Posted on September 21, 2023

Introduction

I recently began the process of working on an open source Speech-to-Text neural network. I thought this would be an interesting exercise not only for deepening my knowledge of deep learning, but also because of my background in audio engineering. In university, I studied sound design and engineering for applications in both film and music production (and still do so as a hobby), so for me this a great synthesis of my past and current field of expertise. So I wanted to write about my progress so far.

Hopefully, documenting my thought process and journey here in this blog post can help anyone looking to start or further their own adventures in deep learning, and to stimulate some ideas.

In this post, I'll just be covering the preparation and data preprocessing phase. My next post will be focused on tackling the neural network architecture and training of the model itself.

The Theory

Over the years, I've become quite familiar with the world of digital audio. However, not every software engineer may have had much exposure, so first I want to clarify some basic terms and concepts often used in this space in order to provide a foundation for working with audio in deep learning.

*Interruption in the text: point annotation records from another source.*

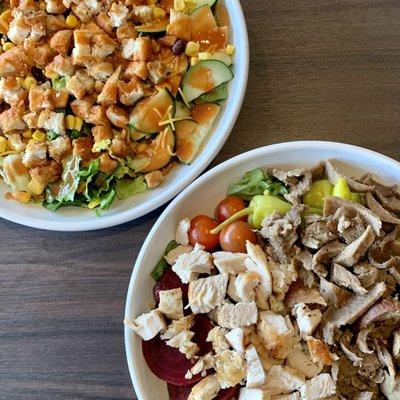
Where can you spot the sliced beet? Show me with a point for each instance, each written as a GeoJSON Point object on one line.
{"type": "Point", "coordinates": [168, 363]}
{"type": "Point", "coordinates": [182, 392]}
{"type": "Point", "coordinates": [170, 280]}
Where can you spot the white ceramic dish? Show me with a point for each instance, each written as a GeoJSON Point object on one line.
{"type": "Point", "coordinates": [200, 198]}
{"type": "Point", "coordinates": [79, 219]}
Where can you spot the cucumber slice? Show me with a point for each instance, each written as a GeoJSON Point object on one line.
{"type": "Point", "coordinates": [190, 134]}
{"type": "Point", "coordinates": [158, 153]}
{"type": "Point", "coordinates": [195, 4]}
{"type": "Point", "coordinates": [159, 26]}
{"type": "Point", "coordinates": [204, 77]}
{"type": "Point", "coordinates": [220, 93]}
{"type": "Point", "coordinates": [148, 113]}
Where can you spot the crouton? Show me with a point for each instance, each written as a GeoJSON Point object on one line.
{"type": "Point", "coordinates": [107, 164]}
{"type": "Point", "coordinates": [109, 93]}
{"type": "Point", "coordinates": [97, 115]}
{"type": "Point", "coordinates": [47, 173]}
{"type": "Point", "coordinates": [81, 108]}
{"type": "Point", "coordinates": [125, 32]}
{"type": "Point", "coordinates": [139, 49]}
{"type": "Point", "coordinates": [35, 154]}
{"type": "Point", "coordinates": [83, 147]}
{"type": "Point", "coordinates": [117, 116]}
{"type": "Point", "coordinates": [130, 92]}
{"type": "Point", "coordinates": [11, 120]}
{"type": "Point", "coordinates": [52, 121]}
{"type": "Point", "coordinates": [59, 147]}
{"type": "Point", "coordinates": [118, 14]}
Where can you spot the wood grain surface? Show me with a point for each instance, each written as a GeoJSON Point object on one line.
{"type": "Point", "coordinates": [320, 69]}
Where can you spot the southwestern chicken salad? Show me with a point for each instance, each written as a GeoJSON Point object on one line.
{"type": "Point", "coordinates": [101, 98]}
{"type": "Point", "coordinates": [289, 291]}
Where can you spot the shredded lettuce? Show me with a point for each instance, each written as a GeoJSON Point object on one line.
{"type": "Point", "coordinates": [256, 182]}
{"type": "Point", "coordinates": [129, 187]}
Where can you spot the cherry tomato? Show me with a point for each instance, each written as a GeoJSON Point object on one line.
{"type": "Point", "coordinates": [229, 206]}
{"type": "Point", "coordinates": [233, 237]}
{"type": "Point", "coordinates": [199, 232]}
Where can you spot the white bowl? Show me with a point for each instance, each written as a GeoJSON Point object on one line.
{"type": "Point", "coordinates": [200, 198]}
{"type": "Point", "coordinates": [80, 219]}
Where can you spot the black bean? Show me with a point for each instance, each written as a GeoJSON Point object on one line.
{"type": "Point", "coordinates": [179, 46]}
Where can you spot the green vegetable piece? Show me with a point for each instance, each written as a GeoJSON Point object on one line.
{"type": "Point", "coordinates": [129, 187]}
{"type": "Point", "coordinates": [318, 192]}
{"type": "Point", "coordinates": [162, 265]}
{"type": "Point", "coordinates": [357, 198]}
{"type": "Point", "coordinates": [51, 135]}
{"type": "Point", "coordinates": [341, 189]}
{"type": "Point", "coordinates": [265, 205]}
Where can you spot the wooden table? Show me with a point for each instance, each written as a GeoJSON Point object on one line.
{"type": "Point", "coordinates": [320, 69]}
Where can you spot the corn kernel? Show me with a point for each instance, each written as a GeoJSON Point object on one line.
{"type": "Point", "coordinates": [29, 81]}
{"type": "Point", "coordinates": [93, 204]}
{"type": "Point", "coordinates": [141, 147]}
{"type": "Point", "coordinates": [51, 74]}
{"type": "Point", "coordinates": [192, 49]}
{"type": "Point", "coordinates": [158, 13]}
{"type": "Point", "coordinates": [3, 144]}
{"type": "Point", "coordinates": [27, 134]}
{"type": "Point", "coordinates": [22, 197]}
{"type": "Point", "coordinates": [78, 123]}
{"type": "Point", "coordinates": [8, 46]}
{"type": "Point", "coordinates": [230, 49]}
{"type": "Point", "coordinates": [6, 15]}
{"type": "Point", "coordinates": [71, 21]}
{"type": "Point", "coordinates": [204, 55]}
{"type": "Point", "coordinates": [70, 121]}
{"type": "Point", "coordinates": [34, 187]}
{"type": "Point", "coordinates": [39, 136]}
{"type": "Point", "coordinates": [179, 5]}
{"type": "Point", "coordinates": [193, 61]}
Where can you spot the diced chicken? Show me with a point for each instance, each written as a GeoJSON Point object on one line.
{"type": "Point", "coordinates": [300, 361]}
{"type": "Point", "coordinates": [206, 389]}
{"type": "Point", "coordinates": [281, 380]}
{"type": "Point", "coordinates": [236, 338]}
{"type": "Point", "coordinates": [182, 230]}
{"type": "Point", "coordinates": [241, 287]}
{"type": "Point", "coordinates": [35, 154]}
{"type": "Point", "coordinates": [230, 368]}
{"type": "Point", "coordinates": [276, 333]}
{"type": "Point", "coordinates": [230, 263]}
{"type": "Point", "coordinates": [139, 49]}
{"type": "Point", "coordinates": [217, 337]}
{"type": "Point", "coordinates": [171, 304]}
{"type": "Point", "coordinates": [61, 41]}
{"type": "Point", "coordinates": [343, 277]}
{"type": "Point", "coordinates": [255, 371]}
{"type": "Point", "coordinates": [52, 121]}
{"type": "Point", "coordinates": [207, 293]}
{"type": "Point", "coordinates": [189, 265]}
{"type": "Point", "coordinates": [59, 147]}
{"type": "Point", "coordinates": [307, 320]}
{"type": "Point", "coordinates": [183, 342]}
{"type": "Point", "coordinates": [148, 325]}
{"type": "Point", "coordinates": [130, 92]}
{"type": "Point", "coordinates": [118, 14]}
{"type": "Point", "coordinates": [319, 351]}
{"type": "Point", "coordinates": [254, 394]}
{"type": "Point", "coordinates": [173, 255]}
{"type": "Point", "coordinates": [236, 315]}
{"type": "Point", "coordinates": [319, 387]}
{"type": "Point", "coordinates": [257, 262]}
{"type": "Point", "coordinates": [176, 327]}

Introduction to Digital Audio

As we all know, sound is the perception created by our ears when they receive waves of varying air pressure. To capture these sounds waves digitally, we take measurements or samples of the air pressure (the amplitude of the wave) at a very short interval, called the sample rate.

Sound waves are often complex and oscillate at very high frequencies. The limit of human hearing is around 20kHz (20,000 cycles/second), and due to a concept called the Nyquist limit (see also Wikipedia), we need to take samples at double that number in order to reproduce the highest frequencies accurately. After some padding, we end up slightly north of a minimum 40kHz sample rate. For most audio and music applications, common sample rates include 44.1kHz or 48kHz, and can be higher in audio production environments or in special applications.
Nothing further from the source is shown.